Interestingly, the BALANCED group showed lower incidences of postoperative cardial troponin elevation and AKI than the ONLY-VOLATILE group in our analysis. Those results might be caused from the above-mentioned protective effect of remifentanil against ischemic injury [2729] or the sympathetic block of remifentanil from the intraoperative stimulation [30,31]. However, it would be very hard to conclude since the present study was not designed to compare the remifentanil effect.
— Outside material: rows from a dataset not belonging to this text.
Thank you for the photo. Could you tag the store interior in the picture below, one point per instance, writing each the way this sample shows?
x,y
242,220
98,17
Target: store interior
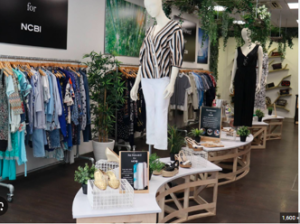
x,y
251,181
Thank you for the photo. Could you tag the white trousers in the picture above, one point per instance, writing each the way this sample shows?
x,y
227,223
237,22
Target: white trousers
x,y
156,112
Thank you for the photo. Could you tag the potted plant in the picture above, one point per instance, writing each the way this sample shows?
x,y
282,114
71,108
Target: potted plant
x,y
196,134
155,165
106,96
83,174
175,141
243,132
259,114
270,110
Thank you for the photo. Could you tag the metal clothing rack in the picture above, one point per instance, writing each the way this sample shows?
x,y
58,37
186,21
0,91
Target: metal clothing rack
x,y
10,186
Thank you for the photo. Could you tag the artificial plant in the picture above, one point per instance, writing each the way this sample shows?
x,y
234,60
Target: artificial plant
x,y
106,92
83,174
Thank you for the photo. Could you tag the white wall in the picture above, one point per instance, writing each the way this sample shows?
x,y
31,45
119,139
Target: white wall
x,y
86,30
225,68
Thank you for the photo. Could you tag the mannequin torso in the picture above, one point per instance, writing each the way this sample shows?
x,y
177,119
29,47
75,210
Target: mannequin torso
x,y
246,49
155,10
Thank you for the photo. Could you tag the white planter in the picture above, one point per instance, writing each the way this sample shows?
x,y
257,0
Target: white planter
x,y
99,148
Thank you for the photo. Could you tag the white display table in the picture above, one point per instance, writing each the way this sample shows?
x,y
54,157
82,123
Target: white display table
x,y
274,122
259,132
234,157
146,206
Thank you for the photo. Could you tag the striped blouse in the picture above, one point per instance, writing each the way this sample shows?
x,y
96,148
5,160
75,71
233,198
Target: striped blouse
x,y
161,52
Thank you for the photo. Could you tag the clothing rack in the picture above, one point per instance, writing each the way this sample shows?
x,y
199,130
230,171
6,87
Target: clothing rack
x,y
10,186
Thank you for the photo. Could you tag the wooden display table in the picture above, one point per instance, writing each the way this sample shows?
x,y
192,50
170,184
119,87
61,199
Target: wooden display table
x,y
259,132
234,158
146,206
274,123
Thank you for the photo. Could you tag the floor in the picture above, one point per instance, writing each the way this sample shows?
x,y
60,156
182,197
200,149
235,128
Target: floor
x,y
271,187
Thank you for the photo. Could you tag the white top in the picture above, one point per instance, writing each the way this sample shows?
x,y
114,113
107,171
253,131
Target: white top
x,y
229,143
143,203
272,117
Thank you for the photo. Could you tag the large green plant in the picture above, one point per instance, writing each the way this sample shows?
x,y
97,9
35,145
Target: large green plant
x,y
175,140
106,92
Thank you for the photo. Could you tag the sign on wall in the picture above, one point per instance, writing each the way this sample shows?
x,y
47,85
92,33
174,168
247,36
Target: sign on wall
x,y
189,33
40,23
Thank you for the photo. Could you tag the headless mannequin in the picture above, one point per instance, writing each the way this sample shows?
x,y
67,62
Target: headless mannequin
x,y
155,10
246,49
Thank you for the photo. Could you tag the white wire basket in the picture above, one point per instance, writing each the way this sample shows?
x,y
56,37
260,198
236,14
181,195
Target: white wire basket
x,y
110,198
198,158
104,165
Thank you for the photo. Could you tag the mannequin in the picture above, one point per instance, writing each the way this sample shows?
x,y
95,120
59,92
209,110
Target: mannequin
x,y
244,78
161,56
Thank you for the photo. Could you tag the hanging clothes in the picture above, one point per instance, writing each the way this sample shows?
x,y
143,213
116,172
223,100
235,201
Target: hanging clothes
x,y
260,96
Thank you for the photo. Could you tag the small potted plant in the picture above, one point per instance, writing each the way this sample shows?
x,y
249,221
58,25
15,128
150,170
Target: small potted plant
x,y
83,174
175,141
243,132
155,165
270,110
196,134
259,114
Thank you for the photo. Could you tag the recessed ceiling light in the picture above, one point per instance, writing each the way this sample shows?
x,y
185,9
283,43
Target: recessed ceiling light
x,y
240,22
293,5
219,8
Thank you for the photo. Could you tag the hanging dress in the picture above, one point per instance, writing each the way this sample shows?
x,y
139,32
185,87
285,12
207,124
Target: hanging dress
x,y
260,96
244,87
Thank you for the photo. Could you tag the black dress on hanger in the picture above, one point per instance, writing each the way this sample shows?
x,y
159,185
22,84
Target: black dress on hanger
x,y
244,87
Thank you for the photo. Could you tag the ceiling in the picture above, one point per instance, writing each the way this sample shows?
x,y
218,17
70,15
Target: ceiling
x,y
288,16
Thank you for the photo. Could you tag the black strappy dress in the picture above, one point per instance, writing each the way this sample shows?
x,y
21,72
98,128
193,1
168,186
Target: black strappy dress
x,y
244,87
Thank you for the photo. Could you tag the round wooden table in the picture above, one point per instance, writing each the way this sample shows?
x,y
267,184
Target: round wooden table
x,y
233,158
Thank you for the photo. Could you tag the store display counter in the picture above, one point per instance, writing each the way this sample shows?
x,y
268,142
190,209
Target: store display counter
x,y
274,124
259,132
147,206
233,158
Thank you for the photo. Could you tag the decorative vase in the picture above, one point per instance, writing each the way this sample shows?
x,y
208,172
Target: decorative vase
x,y
84,188
243,138
150,174
99,148
172,156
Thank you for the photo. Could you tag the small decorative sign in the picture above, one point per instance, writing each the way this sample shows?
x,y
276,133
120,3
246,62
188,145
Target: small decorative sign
x,y
134,167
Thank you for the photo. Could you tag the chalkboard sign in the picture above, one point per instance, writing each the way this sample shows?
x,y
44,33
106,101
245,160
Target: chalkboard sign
x,y
210,123
134,167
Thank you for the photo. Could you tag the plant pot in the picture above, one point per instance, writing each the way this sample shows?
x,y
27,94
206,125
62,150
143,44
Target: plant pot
x,y
99,148
150,174
198,139
243,138
84,188
172,156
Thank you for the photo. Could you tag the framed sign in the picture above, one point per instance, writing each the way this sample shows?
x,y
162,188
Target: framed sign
x,y
42,23
189,32
210,122
134,167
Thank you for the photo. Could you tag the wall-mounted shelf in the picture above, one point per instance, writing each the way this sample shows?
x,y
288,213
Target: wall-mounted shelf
x,y
279,86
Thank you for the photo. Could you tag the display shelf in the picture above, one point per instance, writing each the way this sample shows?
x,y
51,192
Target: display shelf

This study should be appraised considering several limitations. First, this was a single-center, small-sized, and retrospective study. Therefore, our results might have been affected by confounding factors. And the possibility of bias from hidden or unobserved variables exist despite rigorous statistical adjustments and efforts to include all established contributors. And also, intraoperative time-weighted blood pressure could not be calculated in all patients. Second, hs-cTn measurement was not included as a routine practice, but selectively done in high-risk patients. Although we focused on high-risk patients with elevated cardiac troponin, enrolling only the patients with both pre- and postoperative hs-cTn measurements could have caused selection bias. Third, the use of opioid other than remifentanil and different induction agents in the volatile group were not considered. In addition, the patients in TIVA group all received remifentanil, so individual comparison of volatile anesthetics to propofol could not be made. However, considering the most commonly used combinations of anesthetic agents, our data are more likely to reflect real-world practive. Despite these limitations, this study evaluated the effect of volatile anesthetics on all types of non-cardiac surgery in patients with cardiac troponin elevation and has clinical impacts on anesthetic management of high-risk patients.

Conclusions

In non-cardiac surgical patients with preoperative myocardial injury, the use of volatile anesthetic agents instead of TIVA showed the significant survival improvement regardless of remifentanil use. However, to confirm our findings, further studies should be needed.